Why not light action? We got those and she likes them.


----------



## carbonLORD (Aug 2, 2004)

Alias530 said:


> Why not light action? We got those and she likes them.


I mean, if they work for you then that's what matters.

In my experience there is nothing light about the Light Action. They require more force to engage/disengage then the X series since the light action use a C clip for the cleat. The X series cleat is two springs.

If you compare them side by side the LA are a bit more clunky to use whereas the X series are buttery smooth.

Ive had this conversation with Speedplay and they tend to agree.

I think its more cost effective for Speedplay to make the LA cleat, they get to use one stamped piece of metal on the Zero plastic base plate (notice how the light action cleat has the slot for float adjustment, but no screws?). This allows the C clip to float freely by 15 degrees inside the plastic base plate and, at certain angles makes it difficult to clip in, and out. I find this especially more difficult for riders who weigh under 140lbs as the force required to clip in is greater then the X series. With the X series you need apply half the force IMO.
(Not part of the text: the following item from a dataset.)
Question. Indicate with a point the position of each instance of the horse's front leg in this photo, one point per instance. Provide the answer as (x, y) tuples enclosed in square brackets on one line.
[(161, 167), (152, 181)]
Just an observation. I have had X1's for 20 years, the same pair for 17 years before they needed rebuilding and I have always exceeded the recommended weight limit as well. No issues, great pedals and great customer service.

I sold them at a shop I managed for a few seasons and quite honestly will sell them again from my website hopefully by fall, (I tend to sell what I personally ride).

Sorry for my long post. Again, both are great, but the X series in my experience are the original tried, tested, proven system for any road cyclist.


----------



## mjduct (Jun 1, 2013)

Egg Beaters...

4sided entry, lots of float, easy in/out

semi normal walking shoes (mtb/ casual)


----------



## Ahanix (May 24, 2013)

I'm surprised there are so few Speedplay mentions in this thread. 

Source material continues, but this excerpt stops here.